PHOENIX — A year ago, the NFL was making a strong push for the Buffalo Bills to build a new stadium.
The league's position appears to have softened greatly since then.
According to a high-ranking NFL source, the league now believes that Bills owners Terry and Kim Pegula are doing the right thing by taking their time before committing to a move from New Era Field. Although the Bills and the NFL would contribute to the cost of building a new stadium, public money would also be involved.
"They want the team to have some success before asking for things," the source told The Buffalo News Monday during the NFL's annual meeting at the Arizona Biltmore.
The Bills have missed the playoffs for the past 17 seasons.
The source also said the Pegulas told the league they're still early in the process of establishing themselves as owners of the Bills and understanding the dynamics of the franchise's relationship with the community. They bought the team from the trust of the late Ralph Wilson in October 2014.
"That's smart," the source said.
The News has requested a conversation with the owners this week.
Last year, Commissioner Roger Goodell, executives at the league office, and owners of other NFL teams said they believed the Bills had an urgent need for a new stadium. They considered it vital to the club's ability to compete in a climate where other teams are able to realize the financial benefits of having newer facilities.
One source went as far as to describe New Era Field as one of the “three worst stadiums in the league,” along with those in Oakland and San Diego.

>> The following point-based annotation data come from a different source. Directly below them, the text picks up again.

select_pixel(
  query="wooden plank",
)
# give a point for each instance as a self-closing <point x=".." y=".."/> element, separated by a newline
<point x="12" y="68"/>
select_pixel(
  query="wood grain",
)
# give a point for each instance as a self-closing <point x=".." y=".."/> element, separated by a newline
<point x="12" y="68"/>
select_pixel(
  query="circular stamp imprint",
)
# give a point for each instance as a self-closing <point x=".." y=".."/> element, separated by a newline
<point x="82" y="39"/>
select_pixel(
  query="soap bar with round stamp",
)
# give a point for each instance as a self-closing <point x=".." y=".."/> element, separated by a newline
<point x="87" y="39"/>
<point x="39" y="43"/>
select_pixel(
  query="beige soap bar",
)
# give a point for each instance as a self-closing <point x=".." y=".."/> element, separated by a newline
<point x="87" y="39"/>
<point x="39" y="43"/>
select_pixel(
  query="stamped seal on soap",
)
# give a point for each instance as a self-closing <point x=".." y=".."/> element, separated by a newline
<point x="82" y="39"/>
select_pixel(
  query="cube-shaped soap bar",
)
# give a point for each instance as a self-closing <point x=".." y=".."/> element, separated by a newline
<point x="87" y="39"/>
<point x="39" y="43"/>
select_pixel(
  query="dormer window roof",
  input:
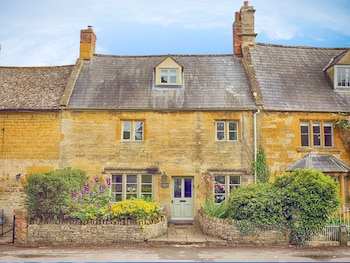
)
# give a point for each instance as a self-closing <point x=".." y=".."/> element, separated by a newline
<point x="168" y="73"/>
<point x="338" y="71"/>
<point x="342" y="76"/>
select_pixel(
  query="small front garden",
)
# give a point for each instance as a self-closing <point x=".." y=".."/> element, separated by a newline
<point x="69" y="195"/>
<point x="298" y="203"/>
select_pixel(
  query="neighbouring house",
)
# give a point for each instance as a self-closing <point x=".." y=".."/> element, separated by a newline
<point x="155" y="124"/>
<point x="300" y="92"/>
<point x="30" y="126"/>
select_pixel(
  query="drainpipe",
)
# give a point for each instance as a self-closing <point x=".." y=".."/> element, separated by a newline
<point x="255" y="143"/>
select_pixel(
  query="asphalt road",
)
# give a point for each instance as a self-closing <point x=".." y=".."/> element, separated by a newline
<point x="173" y="253"/>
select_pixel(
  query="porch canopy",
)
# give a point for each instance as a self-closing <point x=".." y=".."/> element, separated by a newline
<point x="325" y="163"/>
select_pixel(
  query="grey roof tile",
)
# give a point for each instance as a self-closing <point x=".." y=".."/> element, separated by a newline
<point x="32" y="88"/>
<point x="126" y="82"/>
<point x="320" y="162"/>
<point x="292" y="78"/>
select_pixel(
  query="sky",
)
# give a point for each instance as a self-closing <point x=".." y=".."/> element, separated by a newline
<point x="47" y="32"/>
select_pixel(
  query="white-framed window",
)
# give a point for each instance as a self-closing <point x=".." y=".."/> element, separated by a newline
<point x="132" y="130"/>
<point x="320" y="134"/>
<point x="133" y="185"/>
<point x="226" y="130"/>
<point x="224" y="184"/>
<point x="169" y="76"/>
<point x="342" y="76"/>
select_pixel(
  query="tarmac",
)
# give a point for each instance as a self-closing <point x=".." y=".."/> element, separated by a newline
<point x="188" y="234"/>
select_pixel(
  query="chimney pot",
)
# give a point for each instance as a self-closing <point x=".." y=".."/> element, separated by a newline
<point x="243" y="29"/>
<point x="87" y="43"/>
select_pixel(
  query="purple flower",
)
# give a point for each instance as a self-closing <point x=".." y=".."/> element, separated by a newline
<point x="108" y="181"/>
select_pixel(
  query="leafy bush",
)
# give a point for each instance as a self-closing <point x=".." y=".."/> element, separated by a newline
<point x="48" y="194"/>
<point x="215" y="210"/>
<point x="302" y="202"/>
<point x="260" y="167"/>
<point x="90" y="199"/>
<point x="309" y="200"/>
<point x="258" y="203"/>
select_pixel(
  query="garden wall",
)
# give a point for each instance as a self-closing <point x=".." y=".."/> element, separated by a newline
<point x="223" y="228"/>
<point x="93" y="233"/>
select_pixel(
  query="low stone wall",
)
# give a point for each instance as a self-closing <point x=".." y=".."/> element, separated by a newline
<point x="98" y="233"/>
<point x="224" y="228"/>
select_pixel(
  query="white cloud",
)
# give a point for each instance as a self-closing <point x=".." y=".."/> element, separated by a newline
<point x="46" y="32"/>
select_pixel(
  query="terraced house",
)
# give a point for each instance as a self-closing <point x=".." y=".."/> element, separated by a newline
<point x="154" y="124"/>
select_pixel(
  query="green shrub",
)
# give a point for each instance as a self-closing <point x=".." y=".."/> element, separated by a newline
<point x="90" y="199"/>
<point x="301" y="202"/>
<point x="260" y="167"/>
<point x="48" y="195"/>
<point x="258" y="203"/>
<point x="309" y="200"/>
<point x="134" y="209"/>
<point x="215" y="210"/>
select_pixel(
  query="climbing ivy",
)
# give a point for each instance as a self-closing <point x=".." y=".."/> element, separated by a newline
<point x="260" y="167"/>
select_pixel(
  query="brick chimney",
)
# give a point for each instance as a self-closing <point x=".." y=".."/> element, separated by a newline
<point x="87" y="43"/>
<point x="243" y="29"/>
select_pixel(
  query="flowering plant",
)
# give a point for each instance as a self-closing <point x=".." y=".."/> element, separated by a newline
<point x="343" y="123"/>
<point x="210" y="186"/>
<point x="90" y="199"/>
<point x="142" y="211"/>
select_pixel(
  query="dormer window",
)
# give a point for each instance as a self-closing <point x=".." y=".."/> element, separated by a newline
<point x="169" y="76"/>
<point x="342" y="76"/>
<point x="168" y="73"/>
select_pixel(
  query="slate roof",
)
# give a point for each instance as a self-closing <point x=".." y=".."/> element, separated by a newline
<point x="292" y="78"/>
<point x="320" y="162"/>
<point x="127" y="82"/>
<point x="32" y="88"/>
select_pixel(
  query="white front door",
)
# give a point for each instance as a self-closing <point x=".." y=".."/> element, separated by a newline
<point x="182" y="198"/>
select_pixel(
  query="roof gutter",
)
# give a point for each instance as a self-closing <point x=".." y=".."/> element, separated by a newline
<point x="255" y="144"/>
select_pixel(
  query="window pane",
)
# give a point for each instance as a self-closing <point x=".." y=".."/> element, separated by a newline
<point x="233" y="131"/>
<point x="316" y="133"/>
<point x="177" y="188"/>
<point x="304" y="132"/>
<point x="328" y="134"/>
<point x="146" y="178"/>
<point x="131" y="186"/>
<point x="138" y="131"/>
<point x="235" y="181"/>
<point x="220" y="131"/>
<point x="188" y="188"/>
<point x="173" y="76"/>
<point x="219" y="188"/>
<point x="117" y="187"/>
<point x="164" y="76"/>
<point x="146" y="185"/>
<point x="126" y="126"/>
<point x="343" y="76"/>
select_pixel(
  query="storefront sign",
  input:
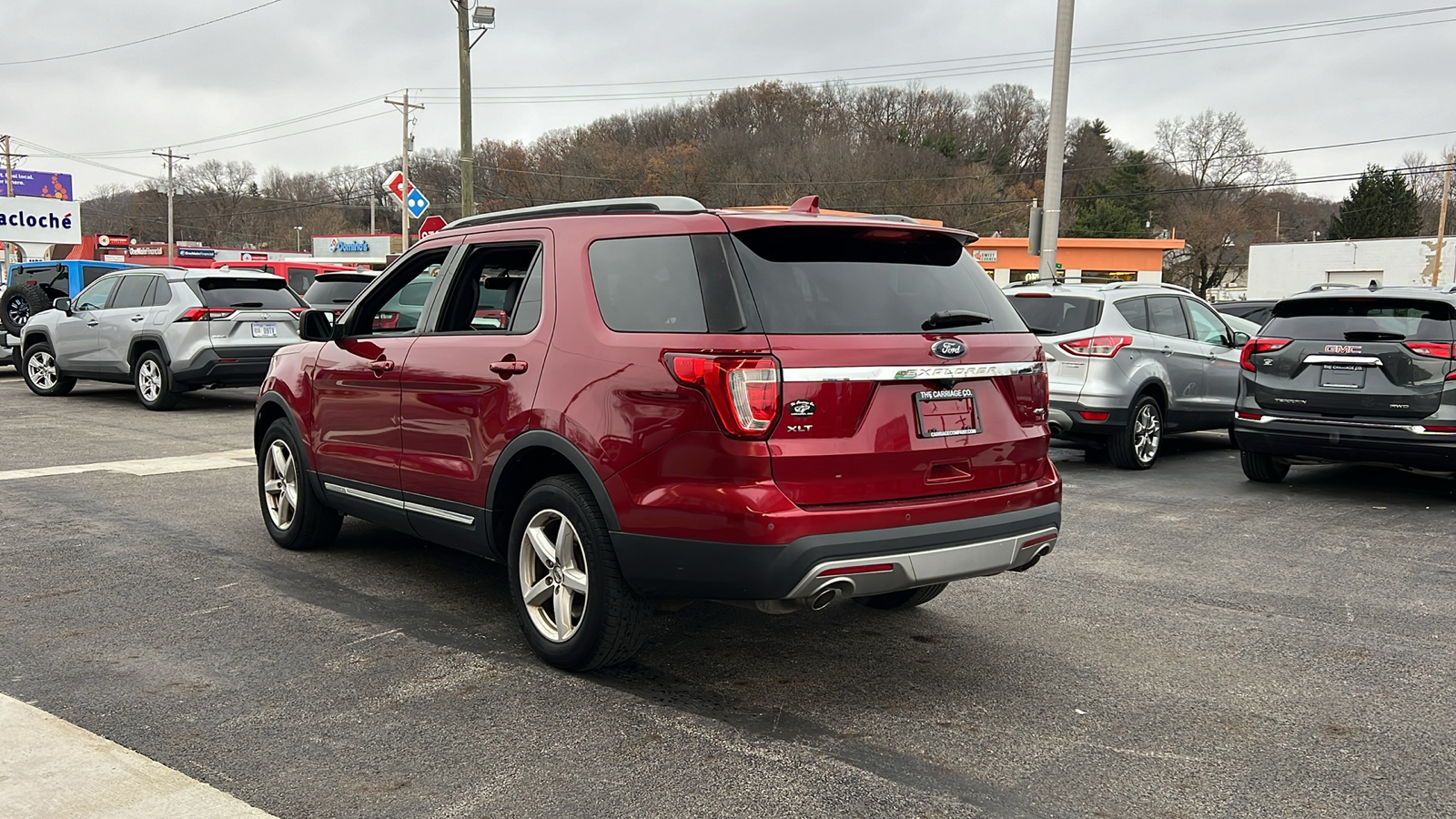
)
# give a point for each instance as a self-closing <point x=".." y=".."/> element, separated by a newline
<point x="38" y="184"/>
<point x="38" y="219"/>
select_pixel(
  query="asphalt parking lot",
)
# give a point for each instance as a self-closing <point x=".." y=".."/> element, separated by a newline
<point x="1198" y="646"/>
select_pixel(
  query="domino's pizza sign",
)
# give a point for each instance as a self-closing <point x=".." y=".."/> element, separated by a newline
<point x="40" y="219"/>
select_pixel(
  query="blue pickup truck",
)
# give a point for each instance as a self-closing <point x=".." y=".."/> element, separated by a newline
<point x="35" y="286"/>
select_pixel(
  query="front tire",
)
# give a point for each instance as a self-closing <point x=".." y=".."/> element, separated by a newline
<point x="1261" y="467"/>
<point x="1136" y="445"/>
<point x="153" y="382"/>
<point x="575" y="610"/>
<point x="905" y="598"/>
<point x="295" y="516"/>
<point x="43" y="375"/>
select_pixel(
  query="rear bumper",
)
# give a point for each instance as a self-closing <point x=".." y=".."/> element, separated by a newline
<point x="1332" y="442"/>
<point x="247" y="368"/>
<point x="915" y="555"/>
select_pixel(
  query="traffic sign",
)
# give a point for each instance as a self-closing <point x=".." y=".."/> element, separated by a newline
<point x="417" y="203"/>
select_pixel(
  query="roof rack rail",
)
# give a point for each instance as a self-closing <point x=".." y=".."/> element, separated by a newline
<point x="587" y="207"/>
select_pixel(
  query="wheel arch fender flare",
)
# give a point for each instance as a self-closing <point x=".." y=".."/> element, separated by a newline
<point x="568" y="450"/>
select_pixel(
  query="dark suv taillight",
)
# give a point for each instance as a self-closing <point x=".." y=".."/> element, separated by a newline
<point x="1257" y="346"/>
<point x="743" y="389"/>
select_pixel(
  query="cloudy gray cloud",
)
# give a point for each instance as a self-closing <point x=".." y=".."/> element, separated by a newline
<point x="300" y="57"/>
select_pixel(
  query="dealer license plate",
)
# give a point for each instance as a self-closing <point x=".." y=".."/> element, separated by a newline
<point x="1341" y="376"/>
<point x="943" y="413"/>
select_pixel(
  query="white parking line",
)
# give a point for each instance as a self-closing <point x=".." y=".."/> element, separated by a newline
<point x="143" y="467"/>
<point x="56" y="770"/>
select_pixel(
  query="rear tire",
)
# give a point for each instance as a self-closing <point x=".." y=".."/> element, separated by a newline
<point x="43" y="375"/>
<point x="295" y="516"/>
<point x="153" y="382"/>
<point x="575" y="608"/>
<point x="905" y="598"/>
<point x="19" y="303"/>
<point x="1136" y="445"/>
<point x="1261" y="467"/>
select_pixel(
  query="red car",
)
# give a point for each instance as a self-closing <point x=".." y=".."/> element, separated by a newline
<point x="633" y="401"/>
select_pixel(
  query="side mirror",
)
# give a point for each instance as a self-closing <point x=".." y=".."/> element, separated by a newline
<point x="317" y="325"/>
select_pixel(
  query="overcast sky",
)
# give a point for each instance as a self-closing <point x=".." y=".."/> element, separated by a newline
<point x="298" y="58"/>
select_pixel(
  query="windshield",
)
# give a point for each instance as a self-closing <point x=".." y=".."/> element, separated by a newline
<point x="1047" y="314"/>
<point x="868" y="280"/>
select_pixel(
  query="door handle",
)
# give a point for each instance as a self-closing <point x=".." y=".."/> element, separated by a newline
<point x="509" y="368"/>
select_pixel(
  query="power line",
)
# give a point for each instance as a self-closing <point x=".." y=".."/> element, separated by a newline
<point x="140" y="41"/>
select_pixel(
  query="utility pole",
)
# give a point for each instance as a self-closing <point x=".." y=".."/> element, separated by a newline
<point x="1056" y="142"/>
<point x="1441" y="222"/>
<point x="404" y="160"/>
<point x="480" y="21"/>
<point x="172" y="247"/>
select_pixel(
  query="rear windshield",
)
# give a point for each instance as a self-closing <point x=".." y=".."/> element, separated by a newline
<point x="267" y="293"/>
<point x="335" y="290"/>
<point x="866" y="280"/>
<point x="1055" y="314"/>
<point x="1361" y="319"/>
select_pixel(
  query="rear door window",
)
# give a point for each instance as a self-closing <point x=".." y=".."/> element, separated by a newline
<point x="648" y="285"/>
<point x="247" y="293"/>
<point x="1361" y="319"/>
<point x="868" y="280"/>
<point x="1053" y="314"/>
<point x="1135" y="310"/>
<point x="1165" y="317"/>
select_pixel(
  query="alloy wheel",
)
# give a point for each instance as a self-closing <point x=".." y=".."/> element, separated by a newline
<point x="280" y="484"/>
<point x="1148" y="431"/>
<point x="149" y="380"/>
<point x="41" y="369"/>
<point x="553" y="576"/>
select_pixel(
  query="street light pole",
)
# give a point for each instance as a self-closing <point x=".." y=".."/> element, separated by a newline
<point x="1056" y="142"/>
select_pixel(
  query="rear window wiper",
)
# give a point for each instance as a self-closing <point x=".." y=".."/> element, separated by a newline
<point x="954" y="318"/>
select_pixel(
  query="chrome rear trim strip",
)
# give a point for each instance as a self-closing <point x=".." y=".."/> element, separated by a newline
<point x="957" y="372"/>
<point x="1361" y="360"/>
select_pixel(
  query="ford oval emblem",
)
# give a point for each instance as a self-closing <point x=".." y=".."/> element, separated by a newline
<point x="948" y="349"/>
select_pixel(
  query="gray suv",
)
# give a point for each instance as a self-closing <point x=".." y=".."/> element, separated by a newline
<point x="164" y="329"/>
<point x="1130" y="361"/>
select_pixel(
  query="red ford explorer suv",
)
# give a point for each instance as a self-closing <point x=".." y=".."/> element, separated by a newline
<point x="672" y="402"/>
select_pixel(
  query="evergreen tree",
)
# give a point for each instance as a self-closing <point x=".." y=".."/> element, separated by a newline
<point x="1380" y="205"/>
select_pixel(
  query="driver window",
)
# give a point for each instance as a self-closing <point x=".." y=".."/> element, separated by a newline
<point x="397" y="305"/>
<point x="95" y="296"/>
<point x="1208" y="327"/>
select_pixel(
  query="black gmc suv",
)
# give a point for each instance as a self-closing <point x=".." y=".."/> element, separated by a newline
<point x="1351" y="376"/>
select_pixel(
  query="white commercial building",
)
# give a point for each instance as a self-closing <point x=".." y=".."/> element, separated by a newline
<point x="1281" y="270"/>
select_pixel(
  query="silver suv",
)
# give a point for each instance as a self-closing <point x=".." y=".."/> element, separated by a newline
<point x="164" y="329"/>
<point x="1130" y="361"/>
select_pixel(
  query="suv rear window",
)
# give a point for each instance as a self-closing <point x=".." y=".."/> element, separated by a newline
<point x="1052" y="314"/>
<point x="335" y="290"/>
<point x="267" y="293"/>
<point x="865" y="280"/>
<point x="1366" y="318"/>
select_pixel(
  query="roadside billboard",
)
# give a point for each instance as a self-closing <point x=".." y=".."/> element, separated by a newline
<point x="38" y="184"/>
<point x="41" y="220"/>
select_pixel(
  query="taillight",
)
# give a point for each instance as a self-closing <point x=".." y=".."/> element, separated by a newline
<point x="1098" y="346"/>
<point x="1257" y="346"/>
<point x="743" y="389"/>
<point x="204" y="314"/>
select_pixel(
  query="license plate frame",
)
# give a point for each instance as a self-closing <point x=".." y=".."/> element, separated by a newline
<point x="1341" y="376"/>
<point x="945" y="413"/>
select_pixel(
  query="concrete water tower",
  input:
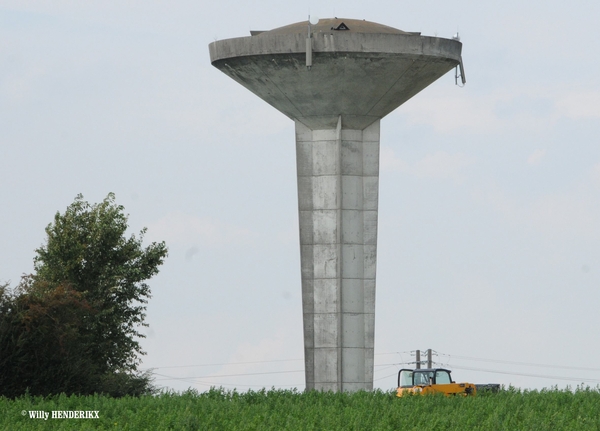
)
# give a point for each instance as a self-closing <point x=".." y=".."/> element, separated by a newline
<point x="336" y="79"/>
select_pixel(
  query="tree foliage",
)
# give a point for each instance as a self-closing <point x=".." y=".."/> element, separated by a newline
<point x="73" y="325"/>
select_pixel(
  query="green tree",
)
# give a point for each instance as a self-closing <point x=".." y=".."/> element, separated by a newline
<point x="76" y="319"/>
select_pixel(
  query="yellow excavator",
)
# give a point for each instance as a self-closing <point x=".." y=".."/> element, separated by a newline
<point x="431" y="381"/>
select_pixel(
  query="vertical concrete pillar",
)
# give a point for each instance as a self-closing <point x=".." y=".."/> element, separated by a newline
<point x="338" y="181"/>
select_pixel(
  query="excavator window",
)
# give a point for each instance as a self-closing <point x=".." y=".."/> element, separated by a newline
<point x="442" y="377"/>
<point x="423" y="378"/>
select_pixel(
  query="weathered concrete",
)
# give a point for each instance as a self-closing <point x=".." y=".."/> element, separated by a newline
<point x="337" y="199"/>
<point x="357" y="76"/>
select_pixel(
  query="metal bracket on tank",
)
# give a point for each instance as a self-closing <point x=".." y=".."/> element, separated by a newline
<point x="308" y="47"/>
<point x="462" y="77"/>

On Monday, NFL owners approved, by a vote of 31-1, the Raiders' move to Las Vegas, where they eventually will play in a new stadium. The San Diego Chargers have moved to Los Angeles and will eventually share a new, state-of-the-art stadium with the Rams, who moved from St. Louis back to L.A. before the 2016 season.
One of the natural questions emanating from NFL owners voting their approval Monday of the Raiders' move from Oakland to Las Vegas is whether it sends any sort of message to another team, such as the Buffalo Bills, with an outdated stadium.
The league's and the Raiders' inability to work out an agreement with the City of Oakland to build a satisfactory replacement for the Oakland-Alameda County Coliseum was at the heart of the team finding a better deal in a new location.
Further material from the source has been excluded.